15 questions · take it digitally for instant feedback at tendril.neural-forge.io/learn/quiz/end-local-choosing-a-model-creators

What is the core idea behind "Choosing a Local Model: Llama, Mistral, Hermes, Qwen, DeepSeek, and Friends"?
1. There are too many open-weight models. A short, opinionated tour of the major families and what each is actually good at.
2. settings
3. On a recent M-series Mac, a small local model can beat a slow cloud call to time…

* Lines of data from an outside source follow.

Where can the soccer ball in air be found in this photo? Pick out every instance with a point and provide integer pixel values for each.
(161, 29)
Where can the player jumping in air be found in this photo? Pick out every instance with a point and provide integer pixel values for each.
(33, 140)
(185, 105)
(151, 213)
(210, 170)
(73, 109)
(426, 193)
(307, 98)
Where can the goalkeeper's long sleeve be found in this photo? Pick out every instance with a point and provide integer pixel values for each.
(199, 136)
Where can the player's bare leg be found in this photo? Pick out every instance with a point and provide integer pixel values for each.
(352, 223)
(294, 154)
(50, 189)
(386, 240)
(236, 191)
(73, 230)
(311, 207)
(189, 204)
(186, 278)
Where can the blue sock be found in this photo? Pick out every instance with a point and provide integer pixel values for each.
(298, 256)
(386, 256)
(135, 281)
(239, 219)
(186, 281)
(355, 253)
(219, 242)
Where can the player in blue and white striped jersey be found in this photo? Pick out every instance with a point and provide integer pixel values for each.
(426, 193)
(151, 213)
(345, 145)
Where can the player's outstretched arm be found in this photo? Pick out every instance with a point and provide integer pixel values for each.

4. You prefer point-and-click to terminal for any reason — that is a valid reason
Which term best describes a foundational idea in "Choosing a Local Model: Llama, Mistral, Hermes, Qwen, DeepSeek, and Friends"?
1. instruct tune
2. open weights
3. MoE
4. fine-tune
A learner studying Choosing a Local Model: Llama, Mistral, Hermes, Qwen, DeepSeek, and Friends would need to understand which concept?
1. open weights
2. MoE
3. instruct tune
4. fine-tune
Which of these is directly relevant to Choosing a Local Model: Llama, Mistral, Hermes, Qwen, DeepSeek, and Friends?
1. open weights
2. instruct tune
3. fine-tune
4. MoE
Which of the following is a key point about Choosing a Local Model: Llama, Mistral, Hermes, Qwen, DeepSeek, and Friends?
1. Coding assistant on a laptop: Qwen-coder, Llama-code, or DeepSeek-coder at 7-8B
2. General chat with broad world knowledge: Llama 3.x or 4.x at the largest size that fits
3. Long-context document analysis: Qwen long variants — strong tokenization for non-English
4. Small device or embedded: Phi or Gemma at 1-3B
Which of these does NOT belong in a discussion of Choosing a Local Model: Llama, Mistral, Hermes, Qwen, DeepSeek, and Friends?
1. settings
2. Long-context document analysis: Qwen long variants — strong tokenization for non-English
3. Coding assistant on a laptop: Qwen-coder, Llama-code, or DeepSeek-coder at 7-8B
4. General chat with broad world knowledge: Llama 3.x or 4.x at the largest size that fits
Which statement is accurate regarding Choosing a Local Model: Llama, Mistral, Hermes, Qwen, DeepSeek, and Friends?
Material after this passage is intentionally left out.